The United States’ consumer watchdog claims the company failed to take reasonable steps to secure personal information it collected from subscribers, such as their names, email addresses, birth dates, credit card numbers and geolocation information.

“For example, the company stored consumers’ personal data including financial information and email addresses in plain text and failed to impose restrictions on who could access personal data,” the FTC said.

“MoviePass noted in its privacy policy that it used reasonable measures to protect personal information including encrypting customer emails and payment information …

“Despite these claims, MoviePass’s operators left a database containing large amounts of subscribers’ personal information unencrypted and exposed, leading to unauthorised access.”

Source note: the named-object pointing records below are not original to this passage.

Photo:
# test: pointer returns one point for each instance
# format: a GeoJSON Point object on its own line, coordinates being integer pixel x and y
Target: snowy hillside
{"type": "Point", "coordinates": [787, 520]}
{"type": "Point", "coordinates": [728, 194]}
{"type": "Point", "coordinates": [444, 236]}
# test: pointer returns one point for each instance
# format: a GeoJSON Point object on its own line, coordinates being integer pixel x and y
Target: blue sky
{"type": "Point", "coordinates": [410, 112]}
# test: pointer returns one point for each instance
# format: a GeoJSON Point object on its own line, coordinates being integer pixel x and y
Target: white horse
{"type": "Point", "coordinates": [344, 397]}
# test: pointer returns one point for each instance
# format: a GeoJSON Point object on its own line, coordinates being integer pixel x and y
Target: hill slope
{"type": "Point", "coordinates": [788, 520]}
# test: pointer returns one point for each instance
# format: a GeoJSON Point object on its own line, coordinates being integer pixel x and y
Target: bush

Under the settlement, MoviePass, parent company Helios and Matheson Analytics and their principals, Mitchell Lowe and Theodore Farnsworth, must implement a comprehensive security programme which includes identifying external and internal security risks and taking steps to address those risks.

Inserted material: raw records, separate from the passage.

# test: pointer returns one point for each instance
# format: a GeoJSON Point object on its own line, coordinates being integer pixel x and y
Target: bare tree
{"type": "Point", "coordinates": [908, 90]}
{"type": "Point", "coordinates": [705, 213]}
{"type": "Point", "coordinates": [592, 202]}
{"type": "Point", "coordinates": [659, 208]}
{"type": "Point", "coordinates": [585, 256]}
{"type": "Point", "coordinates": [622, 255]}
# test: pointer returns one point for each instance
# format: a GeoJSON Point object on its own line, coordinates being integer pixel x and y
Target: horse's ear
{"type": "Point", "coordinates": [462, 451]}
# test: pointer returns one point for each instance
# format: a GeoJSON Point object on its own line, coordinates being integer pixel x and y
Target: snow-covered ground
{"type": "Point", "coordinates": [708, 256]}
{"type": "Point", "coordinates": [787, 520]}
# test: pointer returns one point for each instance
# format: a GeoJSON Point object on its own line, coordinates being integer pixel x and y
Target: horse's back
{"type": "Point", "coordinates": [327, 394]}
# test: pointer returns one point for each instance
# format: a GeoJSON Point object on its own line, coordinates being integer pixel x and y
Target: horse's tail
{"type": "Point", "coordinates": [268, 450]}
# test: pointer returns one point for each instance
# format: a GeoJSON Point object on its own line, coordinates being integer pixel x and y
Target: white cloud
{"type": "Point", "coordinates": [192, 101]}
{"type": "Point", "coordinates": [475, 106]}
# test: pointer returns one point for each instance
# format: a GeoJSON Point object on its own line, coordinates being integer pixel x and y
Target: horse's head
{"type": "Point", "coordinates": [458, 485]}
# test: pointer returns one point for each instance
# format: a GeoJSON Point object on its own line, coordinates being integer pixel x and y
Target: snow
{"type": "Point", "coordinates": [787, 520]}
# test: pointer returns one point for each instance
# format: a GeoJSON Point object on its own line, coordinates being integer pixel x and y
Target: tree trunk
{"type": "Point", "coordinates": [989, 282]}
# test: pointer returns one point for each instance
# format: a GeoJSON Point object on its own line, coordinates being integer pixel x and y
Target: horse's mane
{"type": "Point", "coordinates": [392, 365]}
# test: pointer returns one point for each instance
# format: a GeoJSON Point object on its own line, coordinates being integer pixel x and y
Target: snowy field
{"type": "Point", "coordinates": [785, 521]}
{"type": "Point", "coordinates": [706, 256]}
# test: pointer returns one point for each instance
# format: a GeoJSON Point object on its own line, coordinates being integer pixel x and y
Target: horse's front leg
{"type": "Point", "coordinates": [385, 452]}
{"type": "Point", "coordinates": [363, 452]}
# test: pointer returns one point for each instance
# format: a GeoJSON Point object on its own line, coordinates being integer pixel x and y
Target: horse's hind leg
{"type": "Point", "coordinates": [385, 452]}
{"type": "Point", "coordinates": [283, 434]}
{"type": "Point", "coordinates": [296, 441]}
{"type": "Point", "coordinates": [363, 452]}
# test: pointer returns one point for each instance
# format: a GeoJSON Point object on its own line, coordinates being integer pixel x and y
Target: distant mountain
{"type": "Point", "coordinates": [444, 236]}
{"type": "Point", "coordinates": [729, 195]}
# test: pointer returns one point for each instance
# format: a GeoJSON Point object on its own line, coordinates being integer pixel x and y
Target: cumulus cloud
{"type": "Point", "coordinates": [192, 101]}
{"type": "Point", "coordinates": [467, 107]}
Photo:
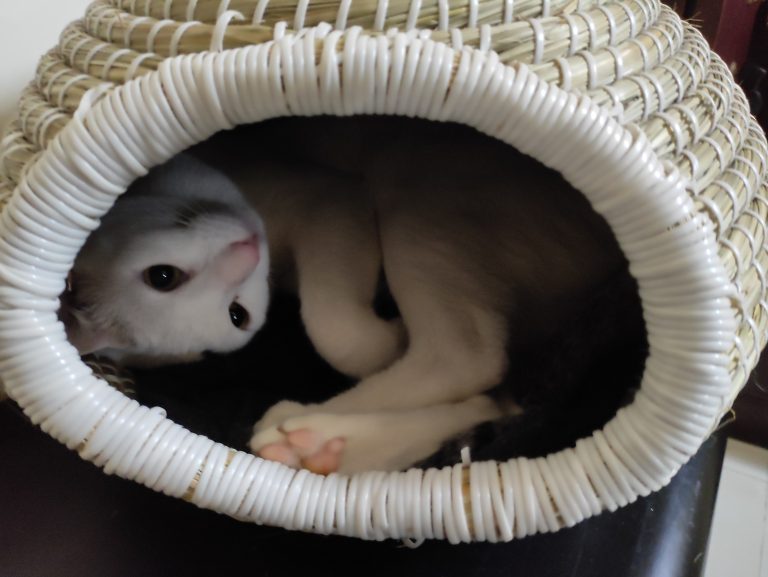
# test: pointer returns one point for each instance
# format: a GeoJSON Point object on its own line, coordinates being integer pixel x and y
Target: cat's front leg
{"type": "Point", "coordinates": [338, 263]}
{"type": "Point", "coordinates": [357, 442]}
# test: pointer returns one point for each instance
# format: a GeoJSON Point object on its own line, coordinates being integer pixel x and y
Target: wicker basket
{"type": "Point", "coordinates": [622, 98]}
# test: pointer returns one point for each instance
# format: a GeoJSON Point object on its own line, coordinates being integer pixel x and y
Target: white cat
{"type": "Point", "coordinates": [481, 248]}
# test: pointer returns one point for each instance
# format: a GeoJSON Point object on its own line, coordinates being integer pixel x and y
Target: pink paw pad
{"type": "Point", "coordinates": [306, 449]}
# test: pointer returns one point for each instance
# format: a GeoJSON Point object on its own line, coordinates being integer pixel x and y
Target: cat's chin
{"type": "Point", "coordinates": [147, 361]}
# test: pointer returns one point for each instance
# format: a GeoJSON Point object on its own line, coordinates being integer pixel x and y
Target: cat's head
{"type": "Point", "coordinates": [178, 267]}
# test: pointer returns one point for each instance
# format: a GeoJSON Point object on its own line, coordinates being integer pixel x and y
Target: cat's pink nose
{"type": "Point", "coordinates": [240, 260]}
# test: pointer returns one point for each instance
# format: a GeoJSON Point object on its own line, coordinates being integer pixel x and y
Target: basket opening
{"type": "Point", "coordinates": [569, 368]}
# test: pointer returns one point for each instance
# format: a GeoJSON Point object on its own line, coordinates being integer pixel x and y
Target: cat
{"type": "Point", "coordinates": [483, 250]}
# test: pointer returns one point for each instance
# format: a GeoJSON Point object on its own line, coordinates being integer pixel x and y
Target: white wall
{"type": "Point", "coordinates": [28, 29]}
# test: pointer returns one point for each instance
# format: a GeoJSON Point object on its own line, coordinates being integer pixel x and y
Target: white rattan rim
{"type": "Point", "coordinates": [116, 137]}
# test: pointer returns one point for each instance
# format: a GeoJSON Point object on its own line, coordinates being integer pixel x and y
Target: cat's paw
{"type": "Point", "coordinates": [301, 448]}
{"type": "Point", "coordinates": [349, 443]}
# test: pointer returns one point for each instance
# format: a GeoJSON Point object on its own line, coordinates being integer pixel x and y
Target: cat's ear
{"type": "Point", "coordinates": [85, 335]}
{"type": "Point", "coordinates": [83, 332]}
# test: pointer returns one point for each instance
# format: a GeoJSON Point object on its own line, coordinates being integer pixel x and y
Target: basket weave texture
{"type": "Point", "coordinates": [636, 61]}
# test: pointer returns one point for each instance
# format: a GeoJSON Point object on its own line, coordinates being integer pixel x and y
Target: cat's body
{"type": "Point", "coordinates": [482, 250]}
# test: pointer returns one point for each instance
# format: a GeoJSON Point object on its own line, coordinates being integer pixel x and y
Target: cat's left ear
{"type": "Point", "coordinates": [83, 332]}
{"type": "Point", "coordinates": [86, 336]}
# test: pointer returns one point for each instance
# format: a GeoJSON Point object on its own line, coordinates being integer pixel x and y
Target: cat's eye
{"type": "Point", "coordinates": [238, 315]}
{"type": "Point", "coordinates": [164, 277]}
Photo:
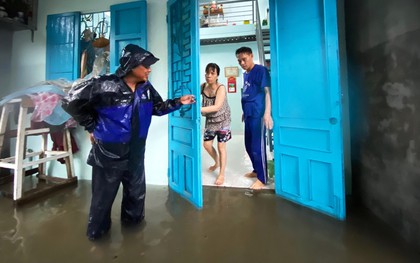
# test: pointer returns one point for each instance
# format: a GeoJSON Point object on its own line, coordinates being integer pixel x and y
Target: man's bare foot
{"type": "Point", "coordinates": [213, 167]}
{"type": "Point", "coordinates": [257, 185]}
{"type": "Point", "coordinates": [251, 175]}
{"type": "Point", "coordinates": [220, 180]}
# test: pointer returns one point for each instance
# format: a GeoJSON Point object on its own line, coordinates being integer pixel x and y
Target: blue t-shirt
{"type": "Point", "coordinates": [253, 94]}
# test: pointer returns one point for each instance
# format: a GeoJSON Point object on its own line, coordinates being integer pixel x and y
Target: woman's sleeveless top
{"type": "Point", "coordinates": [216, 120]}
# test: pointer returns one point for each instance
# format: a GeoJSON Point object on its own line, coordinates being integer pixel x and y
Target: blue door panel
{"type": "Point", "coordinates": [62, 51]}
{"type": "Point", "coordinates": [184, 174]}
{"type": "Point", "coordinates": [307, 107]}
{"type": "Point", "coordinates": [128, 26]}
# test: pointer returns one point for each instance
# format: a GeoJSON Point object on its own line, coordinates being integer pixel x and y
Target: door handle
{"type": "Point", "coordinates": [333, 121]}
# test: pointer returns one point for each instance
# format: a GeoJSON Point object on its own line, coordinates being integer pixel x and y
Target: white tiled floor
{"type": "Point", "coordinates": [238, 164]}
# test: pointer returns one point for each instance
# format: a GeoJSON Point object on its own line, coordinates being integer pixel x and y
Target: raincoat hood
{"type": "Point", "coordinates": [133, 56]}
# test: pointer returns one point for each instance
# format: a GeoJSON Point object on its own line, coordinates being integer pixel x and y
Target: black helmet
{"type": "Point", "coordinates": [133, 56]}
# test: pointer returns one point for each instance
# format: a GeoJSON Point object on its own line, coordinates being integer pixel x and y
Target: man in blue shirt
{"type": "Point", "coordinates": [256, 107]}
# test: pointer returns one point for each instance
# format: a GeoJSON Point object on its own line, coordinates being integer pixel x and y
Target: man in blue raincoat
{"type": "Point", "coordinates": [116, 110]}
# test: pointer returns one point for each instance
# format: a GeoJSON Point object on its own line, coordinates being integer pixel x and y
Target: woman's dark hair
{"type": "Point", "coordinates": [213, 66]}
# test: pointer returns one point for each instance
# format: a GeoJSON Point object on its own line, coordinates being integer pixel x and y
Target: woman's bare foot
{"type": "Point", "coordinates": [257, 185]}
{"type": "Point", "coordinates": [251, 175]}
{"type": "Point", "coordinates": [214, 167]}
{"type": "Point", "coordinates": [220, 180]}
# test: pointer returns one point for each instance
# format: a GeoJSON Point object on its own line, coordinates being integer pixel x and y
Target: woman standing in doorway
{"type": "Point", "coordinates": [216, 109]}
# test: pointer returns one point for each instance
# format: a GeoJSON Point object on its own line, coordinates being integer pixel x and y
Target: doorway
{"type": "Point", "coordinates": [224, 27]}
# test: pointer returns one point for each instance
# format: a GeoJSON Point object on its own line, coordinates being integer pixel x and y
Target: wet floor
{"type": "Point", "coordinates": [234, 226]}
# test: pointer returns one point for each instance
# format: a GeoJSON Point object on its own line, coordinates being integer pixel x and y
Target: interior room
{"type": "Point", "coordinates": [372, 48]}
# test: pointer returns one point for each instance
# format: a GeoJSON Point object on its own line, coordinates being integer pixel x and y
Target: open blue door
{"type": "Point", "coordinates": [128, 26]}
{"type": "Point", "coordinates": [63, 35]}
{"type": "Point", "coordinates": [184, 174]}
{"type": "Point", "coordinates": [307, 104]}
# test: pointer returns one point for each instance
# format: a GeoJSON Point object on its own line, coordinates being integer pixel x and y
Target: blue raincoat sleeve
{"type": "Point", "coordinates": [79, 103]}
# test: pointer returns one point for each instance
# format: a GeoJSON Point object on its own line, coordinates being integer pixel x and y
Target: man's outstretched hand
{"type": "Point", "coordinates": [187, 99]}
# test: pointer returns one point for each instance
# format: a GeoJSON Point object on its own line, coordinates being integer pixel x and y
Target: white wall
{"type": "Point", "coordinates": [28, 68]}
{"type": "Point", "coordinates": [6, 37]}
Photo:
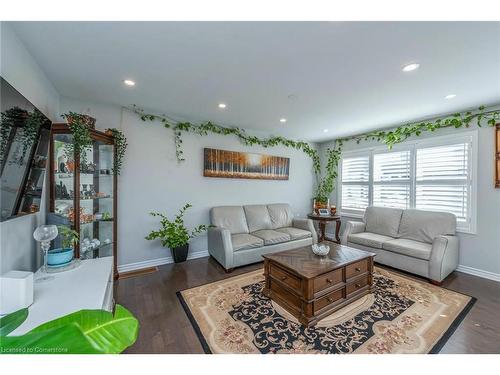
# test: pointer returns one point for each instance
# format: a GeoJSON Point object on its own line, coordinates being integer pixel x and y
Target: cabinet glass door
{"type": "Point", "coordinates": [96, 201]}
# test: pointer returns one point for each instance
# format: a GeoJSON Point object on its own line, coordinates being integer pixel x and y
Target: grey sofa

They are also required to obtain biennial assessments of the company’s information security programme by a third party and notify the FTC of any future data breaches.

In addition, MoviePass’s operators are prohibited from misrepresenting the company’s services.

The FTC alleges the service’s operators took steps to block subscribers from using the service as advertised (a movie a day) by invalidating passwords, launching a ticket verification programme and using ‘trip wires’ to block groups of users, such as those who viewed more than three films per month.

The FTC’s settlement order does not include monetary relief for consumers. MoviePass and Helios have filed for bankruptcy.

Under US law, following publication in the Federal Register there is a 30-day public consultation period about the proposed agreement.